An incredible 18-month tunnel bore 30 metres below the River Humber has been completed.
National Grid is behind the huge infrastructure project to house a replacement gas pipeline, with 160-metre long machine ‘Mary’ breaking through into a specially constructed shaft at Paull on the North Bank.
She left Goxhill on the South Bank back in April 2018, and since then has excavated 160,000 tonnes of material - mostly chalk – creating a tunnel nearly 5km long and more than 3.5m in diameter.
A team of 40 engineers working around the clock on the £100 million project, representing National Grid and its joint venture contractors Skanska, PORR Bau GmbH and A. Hak.

Steve Ellison, lead project manager for capital delivery at National Grid, said: “Completing the tunnel beneath the Humber is a major milestone for the project team and our project partners. It’s the first time a tunnel has been constructed beneath the River Humber and a fantastic achievement for everyone involved.

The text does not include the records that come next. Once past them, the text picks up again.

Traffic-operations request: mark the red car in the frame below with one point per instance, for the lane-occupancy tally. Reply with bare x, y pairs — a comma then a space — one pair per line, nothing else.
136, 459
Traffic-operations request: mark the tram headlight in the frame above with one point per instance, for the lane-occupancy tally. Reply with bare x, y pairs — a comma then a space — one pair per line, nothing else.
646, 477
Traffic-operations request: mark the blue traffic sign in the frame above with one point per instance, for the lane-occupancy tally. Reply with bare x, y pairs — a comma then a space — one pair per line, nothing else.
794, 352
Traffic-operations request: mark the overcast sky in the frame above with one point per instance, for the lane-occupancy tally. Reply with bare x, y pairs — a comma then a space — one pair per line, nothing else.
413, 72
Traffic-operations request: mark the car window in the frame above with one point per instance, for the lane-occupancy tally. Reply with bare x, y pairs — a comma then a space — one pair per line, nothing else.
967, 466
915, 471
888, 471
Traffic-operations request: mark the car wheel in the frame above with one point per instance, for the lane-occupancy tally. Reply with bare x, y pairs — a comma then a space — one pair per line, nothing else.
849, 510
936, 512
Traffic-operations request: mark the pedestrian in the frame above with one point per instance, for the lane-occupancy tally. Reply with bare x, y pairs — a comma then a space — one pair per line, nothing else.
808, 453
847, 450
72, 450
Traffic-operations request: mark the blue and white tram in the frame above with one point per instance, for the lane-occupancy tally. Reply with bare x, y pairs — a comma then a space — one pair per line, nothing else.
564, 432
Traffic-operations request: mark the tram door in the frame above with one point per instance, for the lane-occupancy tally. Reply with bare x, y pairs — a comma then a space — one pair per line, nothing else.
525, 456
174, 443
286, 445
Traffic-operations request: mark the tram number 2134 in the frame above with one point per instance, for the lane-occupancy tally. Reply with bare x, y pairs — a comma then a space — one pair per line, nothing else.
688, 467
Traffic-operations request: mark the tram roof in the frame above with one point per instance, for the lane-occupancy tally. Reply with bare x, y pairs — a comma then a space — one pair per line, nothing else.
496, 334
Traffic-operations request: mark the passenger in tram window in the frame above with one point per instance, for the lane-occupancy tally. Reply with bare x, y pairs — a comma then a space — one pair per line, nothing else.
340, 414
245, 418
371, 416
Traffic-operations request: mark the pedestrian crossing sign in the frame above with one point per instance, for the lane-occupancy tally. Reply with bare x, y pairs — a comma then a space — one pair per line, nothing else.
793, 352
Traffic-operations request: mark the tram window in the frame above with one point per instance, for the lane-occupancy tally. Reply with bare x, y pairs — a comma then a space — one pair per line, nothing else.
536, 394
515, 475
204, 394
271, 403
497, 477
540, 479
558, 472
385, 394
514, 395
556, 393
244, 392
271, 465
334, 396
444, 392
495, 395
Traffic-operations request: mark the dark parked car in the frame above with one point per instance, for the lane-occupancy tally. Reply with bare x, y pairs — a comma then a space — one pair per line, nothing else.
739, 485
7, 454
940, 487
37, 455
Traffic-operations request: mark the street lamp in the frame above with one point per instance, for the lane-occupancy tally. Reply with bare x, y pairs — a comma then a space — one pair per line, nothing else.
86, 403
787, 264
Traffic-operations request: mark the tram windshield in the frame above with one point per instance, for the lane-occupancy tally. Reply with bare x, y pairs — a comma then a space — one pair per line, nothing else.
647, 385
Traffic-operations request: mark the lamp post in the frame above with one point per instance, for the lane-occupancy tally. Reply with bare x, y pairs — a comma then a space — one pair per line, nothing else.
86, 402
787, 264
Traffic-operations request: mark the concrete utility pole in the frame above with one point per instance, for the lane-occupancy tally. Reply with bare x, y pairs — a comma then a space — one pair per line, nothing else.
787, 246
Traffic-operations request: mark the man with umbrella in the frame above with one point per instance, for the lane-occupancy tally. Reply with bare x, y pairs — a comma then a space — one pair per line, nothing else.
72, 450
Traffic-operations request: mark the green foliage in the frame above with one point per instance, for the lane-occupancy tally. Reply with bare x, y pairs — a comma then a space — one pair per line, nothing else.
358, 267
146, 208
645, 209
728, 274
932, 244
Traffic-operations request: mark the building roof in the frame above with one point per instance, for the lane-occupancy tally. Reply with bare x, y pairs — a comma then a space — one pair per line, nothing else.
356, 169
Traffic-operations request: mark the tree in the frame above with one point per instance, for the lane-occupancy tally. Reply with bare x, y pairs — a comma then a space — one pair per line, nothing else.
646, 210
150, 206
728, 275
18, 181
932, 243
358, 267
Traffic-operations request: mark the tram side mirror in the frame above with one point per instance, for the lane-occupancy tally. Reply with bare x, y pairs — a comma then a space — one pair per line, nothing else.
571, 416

“Over the next few weeks we’ll be dismantling the tunnel boring machine and lifting her out of the ground in sections, ready to be transported back to Germany, where as much as possible will be refurbished and renewed to get her ready for her next tunnelling job.”
It is no mean feat in itself as she is 11 double decker buses long.
“The next steps for us here under the Humber involve clearing the pipes, cables and ancillary equipment that has been servicing the tunnel boring machine and preparing for the world record breaking pipeline installation early next year,” Mr Ellison added.
In Spring 2020, two hydraulic thrust machines will start the epic task of carefully pushing eight huge 610-metre long and 850 tonne sections of pipe on rollers into the new tunnel from the south side. The pipes will be pushed at about one metre per minute into the tunnel which will have been flooded with water to aid installation.

When one pipe section has been installed, the next will be moved into position, welded to the one in front, and the push will continue until all five kilometres of pipeline is installed beneath the river.
When complete it will be the longest hydraulically inserted pipe in the world, and is described as “a truly incredible feat of engineering for National Grid and its project partners”.
The excavated material has been carefully transported back to the surface, graded and re-processed at the Goxhill slurry treatment plant. The excavated material is being used to help restore a nearby former quarry.
The pipeline, on a critically important link from Easington to the grid, replaces a trenched pipe that had been exposed with shifting river bed conditions.